If we assume that thermal deformation are small regarding the length of the element, then we simplify (1) in the following form:
[tex]\alpha \approx \frac{\Delta L_{o}}{L\cdot \Delta T}[/tex]
[tex]L_{f} -L_{o} = \alpha \cdot L_{o} \cdot \Delta T[/tex]
[tex]L_{f} = L_{o}\cdot [1+\alpha\cdot (T_{f}-T_{o})][/tex] (2)
Where:
[tex]L_{o}[/tex], [tex]L_{f}[/tex] - Initial and final lengths of the element, measured in centimeters.
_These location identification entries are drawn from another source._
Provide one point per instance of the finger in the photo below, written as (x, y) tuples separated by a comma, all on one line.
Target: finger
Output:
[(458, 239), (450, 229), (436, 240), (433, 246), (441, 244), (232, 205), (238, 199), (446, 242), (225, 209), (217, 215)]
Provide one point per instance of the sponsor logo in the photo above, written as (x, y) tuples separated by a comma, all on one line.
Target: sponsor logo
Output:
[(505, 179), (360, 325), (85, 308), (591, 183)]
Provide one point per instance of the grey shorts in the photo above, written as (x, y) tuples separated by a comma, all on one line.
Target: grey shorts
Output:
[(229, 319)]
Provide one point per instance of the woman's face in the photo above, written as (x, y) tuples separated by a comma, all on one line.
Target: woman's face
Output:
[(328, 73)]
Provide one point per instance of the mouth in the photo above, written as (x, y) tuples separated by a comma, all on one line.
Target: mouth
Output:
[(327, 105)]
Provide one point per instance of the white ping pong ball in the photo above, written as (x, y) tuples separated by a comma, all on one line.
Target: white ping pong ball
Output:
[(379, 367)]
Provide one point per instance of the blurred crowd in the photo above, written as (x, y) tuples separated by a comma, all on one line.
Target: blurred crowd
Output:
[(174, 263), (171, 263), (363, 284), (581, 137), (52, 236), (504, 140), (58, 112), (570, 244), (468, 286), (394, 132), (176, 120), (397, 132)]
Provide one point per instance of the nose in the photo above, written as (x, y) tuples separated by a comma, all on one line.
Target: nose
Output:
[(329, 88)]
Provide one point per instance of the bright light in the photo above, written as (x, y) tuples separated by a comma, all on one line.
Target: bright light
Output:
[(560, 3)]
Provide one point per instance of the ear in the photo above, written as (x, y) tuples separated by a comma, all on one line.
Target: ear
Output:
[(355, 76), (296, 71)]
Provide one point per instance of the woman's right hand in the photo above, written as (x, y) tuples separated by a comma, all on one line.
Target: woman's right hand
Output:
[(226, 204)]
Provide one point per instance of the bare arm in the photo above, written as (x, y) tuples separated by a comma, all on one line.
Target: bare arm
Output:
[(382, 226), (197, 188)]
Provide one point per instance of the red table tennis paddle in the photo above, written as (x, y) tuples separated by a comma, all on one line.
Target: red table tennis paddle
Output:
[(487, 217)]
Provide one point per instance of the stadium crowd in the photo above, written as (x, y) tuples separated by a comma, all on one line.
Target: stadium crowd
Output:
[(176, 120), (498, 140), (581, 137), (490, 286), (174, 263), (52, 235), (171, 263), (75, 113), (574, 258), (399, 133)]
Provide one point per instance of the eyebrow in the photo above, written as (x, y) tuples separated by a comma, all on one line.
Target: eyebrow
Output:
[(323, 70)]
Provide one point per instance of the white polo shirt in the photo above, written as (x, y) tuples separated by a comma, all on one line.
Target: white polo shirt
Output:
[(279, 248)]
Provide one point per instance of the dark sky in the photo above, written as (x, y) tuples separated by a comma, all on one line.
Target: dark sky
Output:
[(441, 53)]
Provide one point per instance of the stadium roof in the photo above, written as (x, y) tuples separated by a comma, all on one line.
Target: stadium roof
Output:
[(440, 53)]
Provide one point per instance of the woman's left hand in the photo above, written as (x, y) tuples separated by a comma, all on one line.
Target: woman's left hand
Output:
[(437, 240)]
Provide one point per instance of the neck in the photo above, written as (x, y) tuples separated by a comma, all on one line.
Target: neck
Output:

[tex]T_{o}, T_{f}[/tex] - Initial and final temperatures of the element, measured in degrees Celsius.
Given that brass has a higher coefficient of linear expansion, it is suppose that initial length is less than the initial length of the iron element. Then, we have the following system of linear equations:
Brass
[tex]L = L_{o}\cdot [1+\alpha_{B}\cdot (T_{f}-T_{o})][/tex] (3)
Iron
[tex]L = (L_{o}+28)\cdot [1+\alpha_{I}\cdot (T_{f}-T_{o})][/tex] (4)
Where [tex]\alpha_{B}[/tex], [tex]\alpha_{I}[/tex] are coefficients of linear expansion of brass and iron, measured in [tex]\frac{1}{^{\circ}C}[/tex].
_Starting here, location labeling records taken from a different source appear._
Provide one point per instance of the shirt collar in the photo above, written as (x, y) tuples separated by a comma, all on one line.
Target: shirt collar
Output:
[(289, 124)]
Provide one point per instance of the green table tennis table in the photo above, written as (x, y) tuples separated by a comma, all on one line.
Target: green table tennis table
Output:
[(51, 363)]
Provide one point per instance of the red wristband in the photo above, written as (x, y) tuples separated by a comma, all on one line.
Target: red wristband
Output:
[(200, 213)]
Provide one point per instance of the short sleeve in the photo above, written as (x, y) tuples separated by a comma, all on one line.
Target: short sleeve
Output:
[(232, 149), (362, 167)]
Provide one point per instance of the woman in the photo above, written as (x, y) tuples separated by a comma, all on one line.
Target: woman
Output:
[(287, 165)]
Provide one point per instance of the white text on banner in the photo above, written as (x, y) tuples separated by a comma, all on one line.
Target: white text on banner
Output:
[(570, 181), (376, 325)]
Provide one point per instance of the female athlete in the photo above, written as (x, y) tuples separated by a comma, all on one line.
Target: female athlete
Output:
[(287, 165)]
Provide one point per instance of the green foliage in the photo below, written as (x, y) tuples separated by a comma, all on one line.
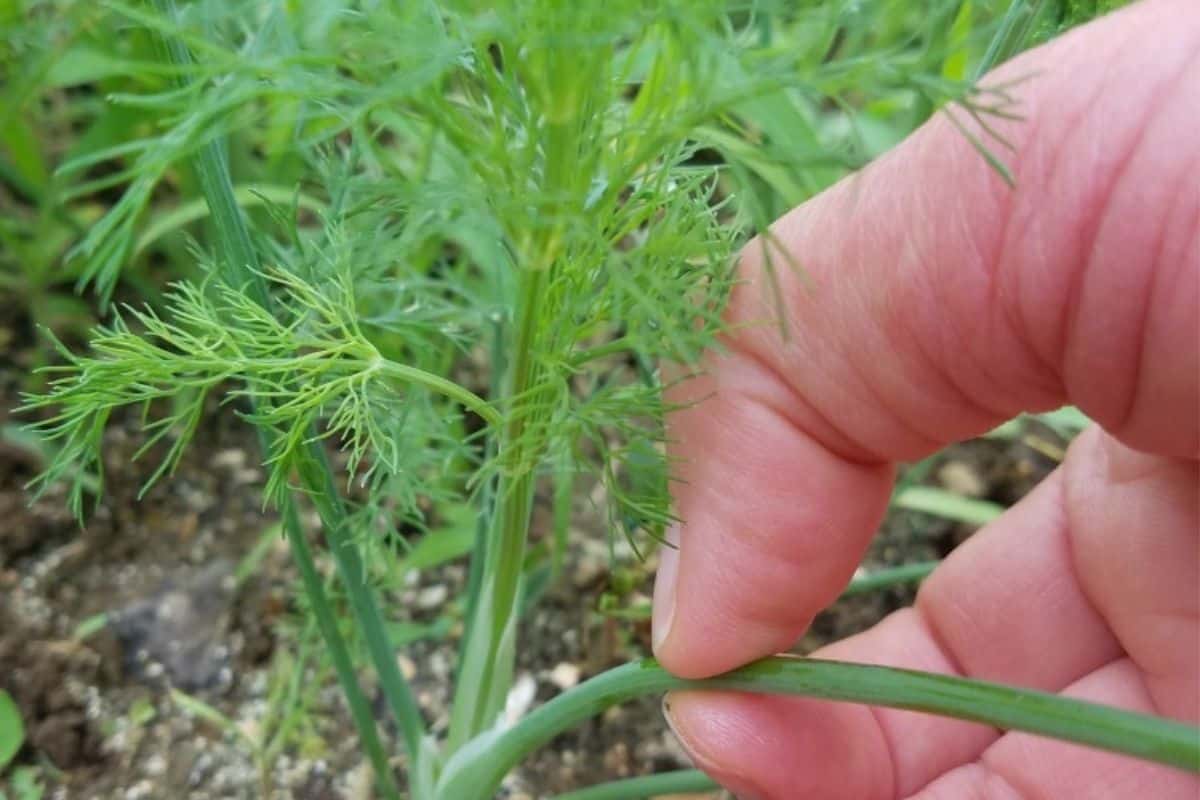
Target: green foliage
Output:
[(455, 240), (12, 729)]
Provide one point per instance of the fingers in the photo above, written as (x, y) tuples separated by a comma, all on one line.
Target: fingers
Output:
[(1020, 765), (935, 302), (1018, 603)]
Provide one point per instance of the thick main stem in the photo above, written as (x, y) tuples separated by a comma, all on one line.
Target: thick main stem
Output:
[(489, 650)]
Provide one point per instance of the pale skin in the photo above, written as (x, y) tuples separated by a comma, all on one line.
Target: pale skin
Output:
[(936, 302)]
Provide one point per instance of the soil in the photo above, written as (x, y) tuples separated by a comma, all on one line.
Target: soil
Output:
[(102, 722)]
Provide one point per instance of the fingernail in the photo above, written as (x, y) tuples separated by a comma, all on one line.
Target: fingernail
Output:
[(665, 588), (738, 785)]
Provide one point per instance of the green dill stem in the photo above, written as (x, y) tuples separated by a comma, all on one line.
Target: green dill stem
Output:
[(478, 693), (442, 386), (1008, 708), (646, 786), (357, 702)]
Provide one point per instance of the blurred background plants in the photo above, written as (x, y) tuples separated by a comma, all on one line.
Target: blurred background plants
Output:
[(445, 242)]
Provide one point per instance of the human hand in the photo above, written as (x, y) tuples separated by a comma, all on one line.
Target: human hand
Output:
[(934, 304)]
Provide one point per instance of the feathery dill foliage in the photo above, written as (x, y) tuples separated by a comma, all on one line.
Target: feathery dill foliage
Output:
[(455, 150), (459, 161)]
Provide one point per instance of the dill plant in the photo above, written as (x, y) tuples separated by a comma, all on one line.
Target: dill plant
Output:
[(556, 187)]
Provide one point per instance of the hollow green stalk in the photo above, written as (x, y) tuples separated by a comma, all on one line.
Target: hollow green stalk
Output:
[(1003, 707), (487, 653)]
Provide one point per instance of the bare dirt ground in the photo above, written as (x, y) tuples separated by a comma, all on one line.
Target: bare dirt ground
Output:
[(102, 723)]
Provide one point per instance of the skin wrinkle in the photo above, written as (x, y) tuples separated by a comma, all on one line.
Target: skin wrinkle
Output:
[(840, 444), (1163, 92), (1019, 296), (1089, 591), (1015, 271), (1186, 180)]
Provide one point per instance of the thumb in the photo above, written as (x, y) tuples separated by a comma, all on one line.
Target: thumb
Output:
[(935, 302)]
By equalizing (3) and (4), we have the following formula:
[tex]L_{o} \cdot [1+\alpha_{B}\cdot (T_{f}-T_{o})] = (L_{o}+28)\cdot [1+\alpha_{I}\cdot (T_{f}-T_{o})][/tex]
[tex]L_{o} \cdot (\alpha_{B}-\alpha_{I})\cdot (T_{f}-T_{o}) = 28\cdot [1+\alpha_{I}\cdot (T_{f}-T_{o})][/tex]
[tex]L_{o} = \frac{28\cdot [1+\alpha_{I}\cdot (T_{f}-T_{o})]}{(\alpha_{B}-\alpha_{I})\cdot (T_{f}-T_{o} )}[/tex]
If we know that [tex]\alpha_{B} = 1.9\times 10^{-5}\,\frac{1}{^{\circ}C}[/tex], [tex]\alpha_{I} = 1.2\times 10^{-5}\,\frac{1}{^{\circ}C}[/tex], [tex]T_{o} = 20\,^{\circ}C[/tex] and [tex]T_{f} = 90\,^{\circ}C[/tex], then the initial length of the iron rod is:
[tex]L_{o} = \frac{28\cdot [1+\left(1.2\times 10^{-5}\,\frac{1}{^{\circ}C} \right)\cdot (90\,^{\circ}C-20\,^{\circ}C)]}{\left(1.9\times 10^{-5}\,\frac{1}{^{\circ}C}-1.2\times 10^{-5}\,\frac{1}{^{\circ}C} \right)\cdot (90\,^{\circ}C-20\,^{\circ}C)}[/tex]
[tex]L_{o} = 57190.857\,cm[/tex]
[tex]L_{o, I} = 57218.857\,cm[/tex]
[tex]L_{o,I} = 572.189\,m[/tex]
The original length of the iron rod is approximately 572.189 meters.